On one common night, I sat at home with a fresh paper bag of Wendy's breeding grease on my comforter, originally ivy now evergreen. I couldn't care, my eyes were glued to the TV- a cheap, 150 dollar thing that had horrible audio and burnt my retinas but I couldnt look away from the reality show depicting strangers vowing for their last chance at love if an atomic bomb dropped. How insipid, some were 24 and had they even tried love without needing 15 minutes of fame? My lips keep finding the amber bottle neck, chugging around the stupidity.
The text comes in not too long later, a friend beckoning me out. One quick glance at the time tells me it's nearly four in the morning but what else was I going to do other than rot in this onion ring smelling hole? So, I do the only normal thing my drunk mind says, which is to climb out the window.
My window- half the size of a normal one that seats the basement. I cut off the bug screen with a pocket knife, and feel the cold air hit my face as well as my back- because my mother had slammed the door open, robe on and a fiery look in her eye.
"Where are you going?" She asks, rightfully incensed as I just broke a piece of her home.
"Out." I say helpfully, my torso already angled out into freedom. "Party being thrown."
I hear her sigh, and I know she's taking a moment to look at the massacre of my bedroom so I pull myself out to glare for no reason other than she seems to be in the wrong. This is my space- who is she to judge if I want to eat greasy food and drink my weight in cheap liquor?
I stumble to my feet, throwing on a hoodie thats stained but I cant be asked to find anything nicer.
"Please, don't go." She says suddenly. And it sounds like a plea, or even a warning. If I was six beers sober I might have heeded it. My family has never been wrong- my grandma calls me to ask why Ive taken the rosary off my rearview mirror without ever seeing it. I like to joke they're psychic But as it was, I rolled my eyes and clamoured to the hall way to make for the back door which would have made sense in the first place without desecrating the window framing.
"You don't control me." I say. "I'll be fine. I'll be safe. I have my friends there."
"You don't know those people." She says. I imagine she means my friends, and I spin on my heel to glower.

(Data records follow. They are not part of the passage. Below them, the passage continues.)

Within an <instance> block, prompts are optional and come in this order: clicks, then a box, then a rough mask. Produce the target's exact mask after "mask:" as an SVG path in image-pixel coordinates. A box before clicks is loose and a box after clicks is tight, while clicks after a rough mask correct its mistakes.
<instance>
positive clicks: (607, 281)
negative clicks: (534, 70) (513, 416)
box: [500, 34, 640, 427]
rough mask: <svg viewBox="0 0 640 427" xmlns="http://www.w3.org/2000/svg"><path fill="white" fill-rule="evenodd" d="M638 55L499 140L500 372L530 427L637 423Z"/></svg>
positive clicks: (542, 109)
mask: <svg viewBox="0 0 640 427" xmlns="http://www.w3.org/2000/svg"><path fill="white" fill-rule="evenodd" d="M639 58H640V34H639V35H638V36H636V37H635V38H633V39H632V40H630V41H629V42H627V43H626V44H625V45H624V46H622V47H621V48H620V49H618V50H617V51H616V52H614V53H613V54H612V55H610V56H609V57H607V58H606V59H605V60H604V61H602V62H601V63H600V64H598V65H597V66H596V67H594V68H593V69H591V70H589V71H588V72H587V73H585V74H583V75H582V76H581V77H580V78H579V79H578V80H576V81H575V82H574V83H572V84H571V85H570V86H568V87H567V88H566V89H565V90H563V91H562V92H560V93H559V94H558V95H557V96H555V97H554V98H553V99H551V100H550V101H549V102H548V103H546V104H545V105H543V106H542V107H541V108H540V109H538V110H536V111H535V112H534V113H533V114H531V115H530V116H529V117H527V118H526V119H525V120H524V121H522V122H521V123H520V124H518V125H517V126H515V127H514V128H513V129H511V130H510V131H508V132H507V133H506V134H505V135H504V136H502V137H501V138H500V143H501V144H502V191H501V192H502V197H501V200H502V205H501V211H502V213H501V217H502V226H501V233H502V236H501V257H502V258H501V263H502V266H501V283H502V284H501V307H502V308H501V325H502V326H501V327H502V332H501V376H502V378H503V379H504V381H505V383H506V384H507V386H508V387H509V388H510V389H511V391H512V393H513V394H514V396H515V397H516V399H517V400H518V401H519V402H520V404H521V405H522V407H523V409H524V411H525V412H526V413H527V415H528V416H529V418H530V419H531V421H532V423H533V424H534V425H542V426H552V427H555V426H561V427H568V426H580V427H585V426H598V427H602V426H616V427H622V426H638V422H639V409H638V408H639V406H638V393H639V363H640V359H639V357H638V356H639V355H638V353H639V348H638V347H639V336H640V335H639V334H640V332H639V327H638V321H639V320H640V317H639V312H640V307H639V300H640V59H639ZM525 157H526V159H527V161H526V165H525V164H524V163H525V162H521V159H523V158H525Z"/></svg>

"You don't know shit." Is my departing words as I make for the Yber sitting idle in the alley.
Not much later, im at the place the party is being hosted. All is fine, for a bit, until a man joins the fray of us and starts to pet my hair. But I have a cup of moonshine my friend made, and it's wonderfully blurring the lines of morality. He follows where I go- if I am outside, he's there touching my toes with the toe of his boot. If I go to the bathroom to hook up with someone who I think may be missing teeth, he waits at the door like a dog with a bird in its jaws.
And when I go to bed, he follows.
If I had listened to my mother- if I had registered that fire in her eye for what I had been, swirling pools of sense and worry, I may not have ended up how I did the next morning. I know it is not my fault, and I could not have prevented it. Perhaps my friends could have, when they heard a belt undoing. But they are not responsible for the actions of a monster. They couldn't make the devil quit his day job, of sending his pioneering demons to attack a drunk girl.
My girlfriend broke up with me the next day because of the assault, though she never knew of the cheating. Perhaps that is karma. Perhaps my mother didn't want to find her daughter crying, and her sleepless night was in time with my horror filled one.
Not all butterfly effects are good. Some monarchs have clipped wings and singed holes in their skin. Some butterflies find solace in that stale bag of Wendy's the following day.